On its face, the IRS scandal involving the questioning of 501(c)(4) applications by conservative Tea Party groups looks bad, and it is, but it’s not terrible.  David Brooks makes a good point in his NYT column on the issue, generally critical, but pointing out that most Tea Party groups hate the IRS, which is reviewing their applications, and would eliminate it or drastically limit it.  Brooks says, “It’s hard to tell now if the I.R.S. scandal is political thuggery or obliviousness. It would be one thing if the scandal is just a group of tax people targeting the most anti-tax groups in the country. That’s just normal, run-of-the-mill partisan antipathy.”

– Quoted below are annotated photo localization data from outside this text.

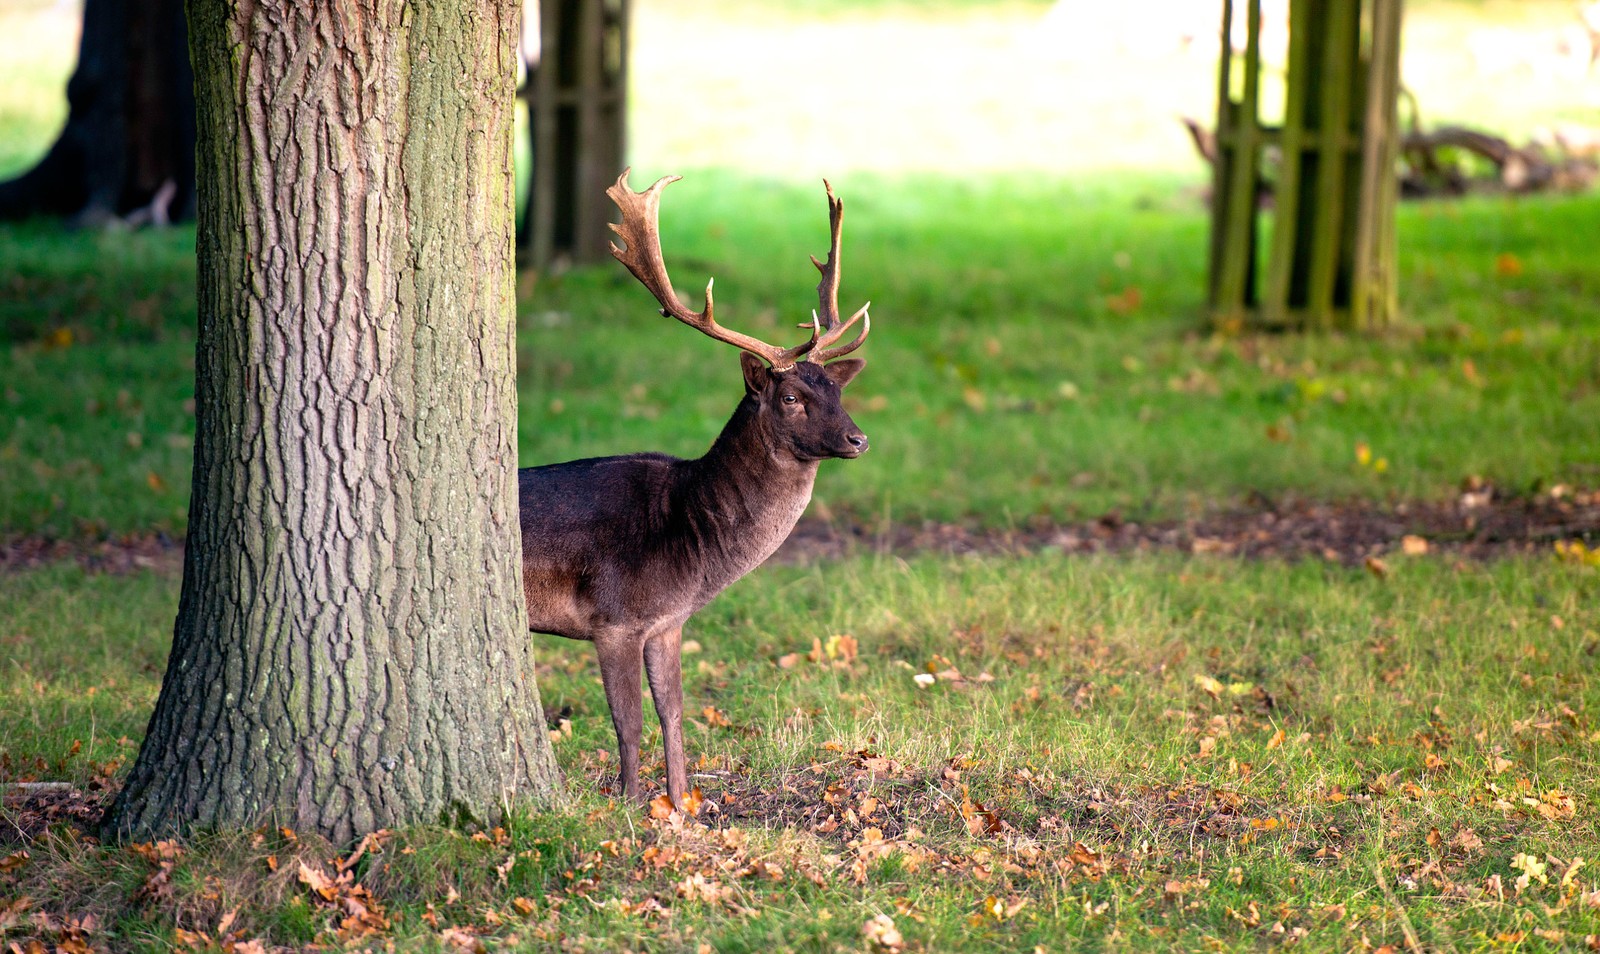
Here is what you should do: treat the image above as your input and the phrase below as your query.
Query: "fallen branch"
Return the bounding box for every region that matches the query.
[5,782,75,795]
[1180,116,1599,198]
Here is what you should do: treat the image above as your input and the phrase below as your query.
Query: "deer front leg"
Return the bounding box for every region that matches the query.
[643,624,687,808]
[595,636,645,803]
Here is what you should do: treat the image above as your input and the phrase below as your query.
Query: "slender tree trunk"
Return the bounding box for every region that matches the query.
[0,0,195,223]
[103,0,561,843]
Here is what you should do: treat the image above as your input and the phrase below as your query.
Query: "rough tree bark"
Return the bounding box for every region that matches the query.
[102,0,562,842]
[0,0,195,223]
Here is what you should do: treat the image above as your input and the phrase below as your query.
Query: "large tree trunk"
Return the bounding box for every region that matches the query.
[0,0,195,223]
[102,0,561,843]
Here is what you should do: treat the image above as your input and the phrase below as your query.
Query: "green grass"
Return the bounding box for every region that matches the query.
[0,0,73,177]
[4,552,1598,950]
[0,223,198,535]
[4,175,1600,534]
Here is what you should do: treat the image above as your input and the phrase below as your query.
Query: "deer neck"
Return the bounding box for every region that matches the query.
[683,397,817,566]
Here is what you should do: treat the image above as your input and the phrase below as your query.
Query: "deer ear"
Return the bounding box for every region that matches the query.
[823,358,865,388]
[740,351,771,395]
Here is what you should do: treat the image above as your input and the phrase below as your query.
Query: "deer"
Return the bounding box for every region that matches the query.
[519,170,872,810]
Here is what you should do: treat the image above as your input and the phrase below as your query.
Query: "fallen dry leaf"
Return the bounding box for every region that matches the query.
[675,872,730,903]
[298,862,339,902]
[439,926,486,953]
[862,913,904,951]
[1106,286,1142,315]
[977,895,1029,921]
[960,791,1004,836]
[825,633,859,663]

In addition, the 501(c)(4) provision is bad policy, as Steve Rattner wrote in the NYT, and as Stephen Colbert illustrated when he created his bogus, but legal, Super PAC during the last election cycle.  Rattner points out the one of the biggest advantages of 501(c)(4) status is that the group does not have reveal the names of its donors.  Carl Rove has worked out a scheme where he collects money through his 501(c)(4) so that he does not have to reveal donors’ names, and then transfers the money to his Super PAC.  In theory the 501(c)(4) group should not be overtly political, but the Super PAC can be.  So, the IRS was given the job of overseeing one of the most controversial  election financing provisions, something that should be overseen by the Federal Elections Commission, but the FEC is toothless and worthless, the IRS is probably a better organization to it, if you are interested in protecting the American people from election fraud.  Meanwhile, the Supreme Court has only strengthened the legal channels for political corruption in America.

So, the IRS made a little stand against political corruption, and it has been viciously attacked for doing so.  It is at fault, particularly if it routinely granted 501(c)(4) status to liberal groups while giving conservative groups a hard time.  However, the real problem is the corrupt politicians who passed section 501(c)(4) in the first place so that their campaigns could rake in millions of dollars in untraceable contributions.